Encountered a numerical error when computing micro moment covariances.

exceptions.SyntheticPricesNumericalError

Encountered a numerical error when computing synthetic prices.

exceptions.SyntheticSharesNumericalError

Encountered a numerical error when computing synthetic shares.

exceptions.SyntheticDeltaNumericalError

Encountered a numerical error when computing the synthetic \(\delta\).

exceptions.SyntheticCostsNumericalError

Encountered a numerical error when computing synthetic marginal costs.

exceptions.SyntheticMicroMomentsNumericalError

Encountered a numerical error when computing synthetic micro moments.

exceptions.EquilibriumRealizationNumericalError

Encountered a numerical error when solving for a realization of equilibrium prices and shares.

exceptions.PostEstimationNumericalError

Encountered a numerical error when computing a post-estimation output.

exceptions.AbsorptionError

A fixed effect absorption procedure failed to properly absorb fixed effects.

exceptions.ClippedSharesError

Shares were clipped during the final iteration of the fixed point routine for computing \(\delta\).

exceptions.ThetaConvergenceError

The optimization routine failed to converge.

exceptions.DeltaConvergenceError

The fixed point computation of \(\delta\) failed to converge.

exceptions.SyntheticPricesConvergenceError

The fixed point computation of synthetic prices failed to converge.

exceptions.SyntheticDeltaConvergenceError

The fixed point computation of the synthetic \(\delta\) failed to converge.

exceptions.EquilibriumPricesConvergenceError

The fixed point computation of equilibrium prices failed to converge.

exceptions.ObjectiveReversionError

Reverted a problematic GMM objective value.

exceptions.GradientReversionError

Reverted problematic elements in the GMM objective gradient.

exceptions.DeltaReversionError

Reverted problematic elements in \(\delta\).
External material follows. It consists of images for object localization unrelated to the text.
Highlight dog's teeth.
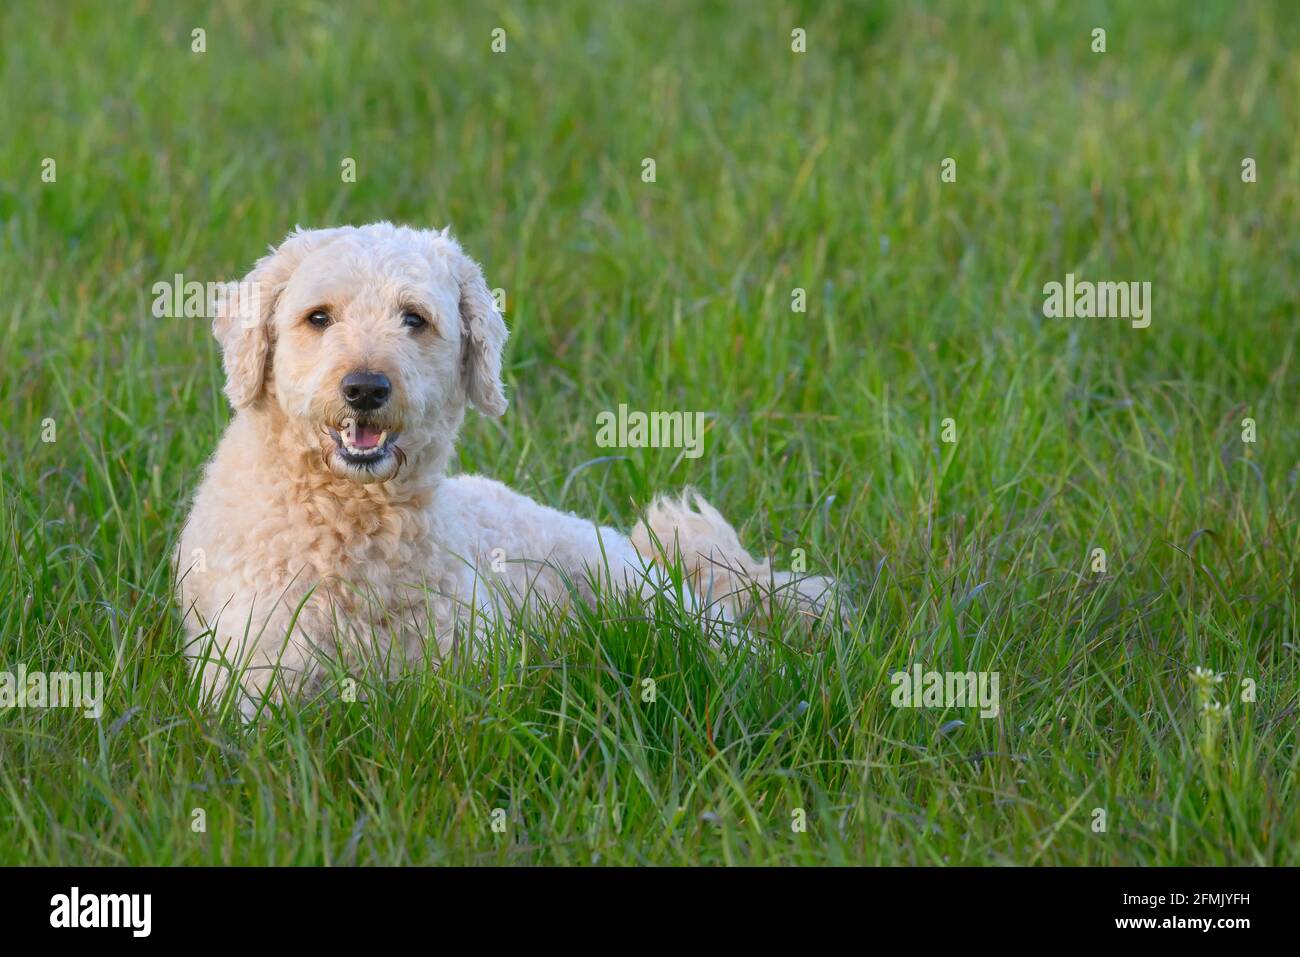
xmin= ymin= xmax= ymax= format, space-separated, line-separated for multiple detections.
xmin=378 ymin=431 xmax=387 ymax=445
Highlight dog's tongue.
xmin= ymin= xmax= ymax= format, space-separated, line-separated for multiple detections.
xmin=352 ymin=425 xmax=384 ymax=449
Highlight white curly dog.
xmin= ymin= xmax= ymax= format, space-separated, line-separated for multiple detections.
xmin=176 ymin=223 xmax=834 ymax=717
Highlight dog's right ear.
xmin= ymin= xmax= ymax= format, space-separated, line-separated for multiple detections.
xmin=213 ymin=227 xmax=349 ymax=409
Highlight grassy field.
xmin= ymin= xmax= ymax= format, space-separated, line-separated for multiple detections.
xmin=1 ymin=0 xmax=1297 ymax=865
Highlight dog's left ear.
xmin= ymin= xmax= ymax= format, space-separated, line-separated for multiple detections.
xmin=455 ymin=250 xmax=509 ymax=417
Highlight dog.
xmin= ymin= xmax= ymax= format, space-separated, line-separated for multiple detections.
xmin=175 ymin=223 xmax=835 ymax=718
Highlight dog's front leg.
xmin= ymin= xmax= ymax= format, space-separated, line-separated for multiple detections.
xmin=186 ymin=602 xmax=332 ymax=721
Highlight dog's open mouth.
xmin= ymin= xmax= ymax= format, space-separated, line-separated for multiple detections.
xmin=325 ymin=423 xmax=402 ymax=467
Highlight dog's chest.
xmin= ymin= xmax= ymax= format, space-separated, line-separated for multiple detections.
xmin=310 ymin=498 xmax=434 ymax=583
xmin=298 ymin=496 xmax=461 ymax=632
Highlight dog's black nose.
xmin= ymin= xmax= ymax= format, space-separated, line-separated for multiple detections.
xmin=340 ymin=371 xmax=391 ymax=411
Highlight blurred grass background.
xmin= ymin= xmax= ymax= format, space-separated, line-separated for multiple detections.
xmin=0 ymin=0 xmax=1296 ymax=864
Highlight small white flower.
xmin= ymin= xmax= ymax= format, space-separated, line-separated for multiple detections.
xmin=1190 ymin=666 xmax=1224 ymax=686
xmin=1201 ymin=701 xmax=1230 ymax=719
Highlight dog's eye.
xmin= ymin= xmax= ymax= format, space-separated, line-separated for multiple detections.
xmin=306 ymin=309 xmax=332 ymax=329
xmin=401 ymin=311 xmax=428 ymax=331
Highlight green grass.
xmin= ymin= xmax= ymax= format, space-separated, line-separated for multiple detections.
xmin=1 ymin=0 xmax=1297 ymax=865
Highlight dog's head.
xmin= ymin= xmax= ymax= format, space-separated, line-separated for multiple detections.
xmin=213 ymin=223 xmax=507 ymax=483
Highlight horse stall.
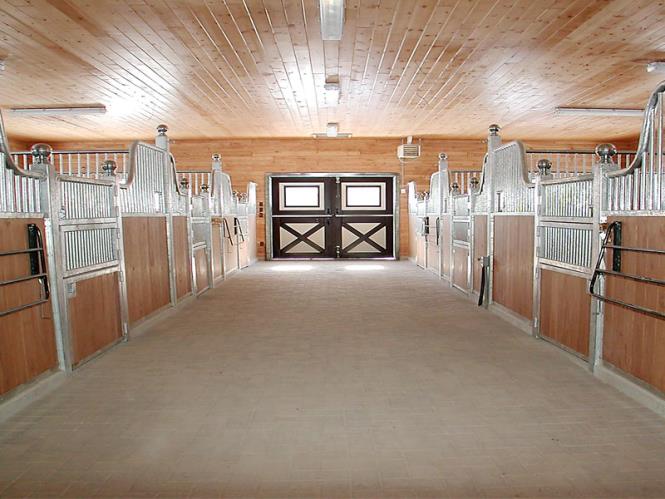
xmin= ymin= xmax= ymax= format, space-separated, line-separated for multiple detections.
xmin=1 ymin=145 xmax=60 ymax=397
xmin=237 ymin=182 xmax=258 ymax=269
xmin=486 ymin=140 xmax=536 ymax=328
xmin=120 ymin=130 xmax=192 ymax=327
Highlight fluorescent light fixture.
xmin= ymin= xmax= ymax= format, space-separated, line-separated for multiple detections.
xmin=554 ymin=107 xmax=643 ymax=117
xmin=322 ymin=76 xmax=340 ymax=107
xmin=326 ymin=122 xmax=338 ymax=137
xmin=646 ymin=61 xmax=665 ymax=73
xmin=312 ymin=122 xmax=352 ymax=138
xmin=11 ymin=105 xmax=107 ymax=116
xmin=320 ymin=0 xmax=344 ymax=41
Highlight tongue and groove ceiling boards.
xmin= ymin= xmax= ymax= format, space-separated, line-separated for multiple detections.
xmin=0 ymin=0 xmax=663 ymax=141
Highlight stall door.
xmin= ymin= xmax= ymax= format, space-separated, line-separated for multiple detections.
xmin=271 ymin=176 xmax=394 ymax=259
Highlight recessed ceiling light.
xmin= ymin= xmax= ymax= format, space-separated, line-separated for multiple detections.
xmin=320 ymin=0 xmax=344 ymax=41
xmin=322 ymin=76 xmax=340 ymax=107
xmin=646 ymin=61 xmax=665 ymax=73
xmin=10 ymin=105 xmax=107 ymax=116
xmin=554 ymin=107 xmax=643 ymax=117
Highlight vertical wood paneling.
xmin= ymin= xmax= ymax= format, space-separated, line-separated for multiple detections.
xmin=603 ymin=216 xmax=665 ymax=394
xmin=493 ymin=215 xmax=534 ymax=320
xmin=473 ymin=215 xmax=487 ymax=293
xmin=122 ymin=217 xmax=170 ymax=324
xmin=194 ymin=248 xmax=209 ymax=293
xmin=0 ymin=218 xmax=57 ymax=397
xmin=172 ymin=216 xmax=192 ymax=299
xmin=68 ymin=272 xmax=122 ymax=365
xmin=539 ymin=269 xmax=590 ymax=357
xmin=211 ymin=220 xmax=223 ymax=280
xmin=452 ymin=246 xmax=469 ymax=290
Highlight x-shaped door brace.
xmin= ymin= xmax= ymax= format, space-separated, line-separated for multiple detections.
xmin=342 ymin=222 xmax=386 ymax=253
xmin=281 ymin=222 xmax=325 ymax=253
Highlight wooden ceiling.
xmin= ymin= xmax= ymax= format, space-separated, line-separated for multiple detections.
xmin=1 ymin=0 xmax=664 ymax=142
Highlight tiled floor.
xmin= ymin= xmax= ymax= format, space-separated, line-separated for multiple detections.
xmin=1 ymin=261 xmax=665 ymax=498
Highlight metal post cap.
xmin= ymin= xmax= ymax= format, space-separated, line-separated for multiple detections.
xmin=595 ymin=143 xmax=617 ymax=162
xmin=102 ymin=159 xmax=117 ymax=176
xmin=470 ymin=177 xmax=479 ymax=185
xmin=156 ymin=124 xmax=168 ymax=135
xmin=488 ymin=124 xmax=501 ymax=135
xmin=438 ymin=152 xmax=447 ymax=160
xmin=537 ymin=159 xmax=552 ymax=173
xmin=179 ymin=176 xmax=189 ymax=188
xmin=200 ymin=183 xmax=209 ymax=193
xmin=30 ymin=143 xmax=52 ymax=159
xmin=212 ymin=153 xmax=221 ymax=160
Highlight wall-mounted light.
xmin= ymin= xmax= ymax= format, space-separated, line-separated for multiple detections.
xmin=312 ymin=122 xmax=352 ymax=138
xmin=320 ymin=0 xmax=344 ymax=41
xmin=554 ymin=107 xmax=643 ymax=117
xmin=646 ymin=61 xmax=665 ymax=73
xmin=11 ymin=105 xmax=107 ymax=116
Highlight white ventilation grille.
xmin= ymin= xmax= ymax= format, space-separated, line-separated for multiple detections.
xmin=397 ymin=143 xmax=420 ymax=160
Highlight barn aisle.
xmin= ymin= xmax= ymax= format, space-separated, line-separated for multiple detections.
xmin=1 ymin=261 xmax=664 ymax=498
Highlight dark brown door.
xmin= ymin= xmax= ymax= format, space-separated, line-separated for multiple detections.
xmin=271 ymin=176 xmax=394 ymax=259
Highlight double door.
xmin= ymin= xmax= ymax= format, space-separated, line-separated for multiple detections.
xmin=271 ymin=175 xmax=395 ymax=259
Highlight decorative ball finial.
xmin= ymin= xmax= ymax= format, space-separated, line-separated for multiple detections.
xmin=30 ymin=143 xmax=52 ymax=162
xmin=179 ymin=176 xmax=190 ymax=189
xmin=470 ymin=177 xmax=479 ymax=189
xmin=200 ymin=183 xmax=209 ymax=193
xmin=451 ymin=181 xmax=461 ymax=194
xmin=537 ymin=159 xmax=552 ymax=175
xmin=595 ymin=143 xmax=617 ymax=164
xmin=212 ymin=153 xmax=221 ymax=161
xmin=438 ymin=152 xmax=448 ymax=160
xmin=489 ymin=124 xmax=501 ymax=135
xmin=102 ymin=159 xmax=117 ymax=176
xmin=157 ymin=124 xmax=168 ymax=135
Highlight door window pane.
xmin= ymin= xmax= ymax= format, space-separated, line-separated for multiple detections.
xmin=345 ymin=185 xmax=382 ymax=207
xmin=283 ymin=185 xmax=320 ymax=207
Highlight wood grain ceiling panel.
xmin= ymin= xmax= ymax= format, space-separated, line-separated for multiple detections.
xmin=0 ymin=0 xmax=663 ymax=142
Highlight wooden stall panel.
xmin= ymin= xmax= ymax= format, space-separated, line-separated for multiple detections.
xmin=603 ymin=216 xmax=665 ymax=394
xmin=440 ymin=217 xmax=451 ymax=278
xmin=223 ymin=216 xmax=239 ymax=275
xmin=473 ymin=215 xmax=487 ymax=293
xmin=539 ymin=269 xmax=590 ymax=357
xmin=493 ymin=215 xmax=534 ymax=320
xmin=211 ymin=219 xmax=223 ymax=280
xmin=194 ymin=247 xmax=209 ymax=294
xmin=452 ymin=246 xmax=469 ymax=290
xmin=68 ymin=272 xmax=122 ymax=366
xmin=172 ymin=216 xmax=192 ymax=299
xmin=123 ymin=217 xmax=170 ymax=325
xmin=0 ymin=218 xmax=58 ymax=397
xmin=426 ymin=215 xmax=439 ymax=274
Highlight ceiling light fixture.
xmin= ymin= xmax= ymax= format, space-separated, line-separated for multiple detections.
xmin=312 ymin=122 xmax=352 ymax=138
xmin=646 ymin=61 xmax=665 ymax=73
xmin=322 ymin=76 xmax=340 ymax=107
xmin=10 ymin=105 xmax=107 ymax=116
xmin=554 ymin=107 xmax=643 ymax=117
xmin=320 ymin=0 xmax=344 ymax=41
exceptions.CostsReversionError

Reverted problematic marginal costs.

exceptions.MicroMomentsReversionError

Reverted problematic micro moments.

exceptions.XiByThetaJacobianReversionError

Reverted problematic elements in the Jacobian of \(\xi\) (equivalently, of \(\delta\)) with respect to \(\theta\).

exceptions.OmegaByThetaJacobianReversionError

Reverted problematic elements in the Jacobian of \(\omega\) (equivalently, of transformed marginal costs) with respect to \(\theta\).

exceptions.MicroMomentsByThetaJacobianReversionError

Reverted problematic elements in the Jacobian of micro moments with respect to \(\theta\).

exceptions.HessianEigenvaluesError

Failed to compute eigenvalues for the GMM objective’s (reduced) Hessian matrix.

exceptions.FittedValuesInversionError

Failed to invert an estimated covariance when computing fitted values.

exceptions.SharesByXiJacobianInversionError

Failed to invert a Jacobian of shares with respect to \(\xi\) when computing the Jacobian of \(\xi\) (equivalently, of \(\delta\)) with respect to \(\theta\).

exceptions.IntraFirmJacobianInversionError

Failed to invert an intra-firm Jacobian of shares with respect to prices when computing \(\eta\).

exceptions.LinearParameterCovariancesInversionError

Failed to invert an estimated covariance matrix of linear parameters.

exceptions.GMMParameterCovariancesInversionError

Failed to invert an estimated covariance matrix of GMM parameters.

exceptions.GMMMomentCovariancesInversionError

Failed to invert an estimated covariance matrix of GMM moments.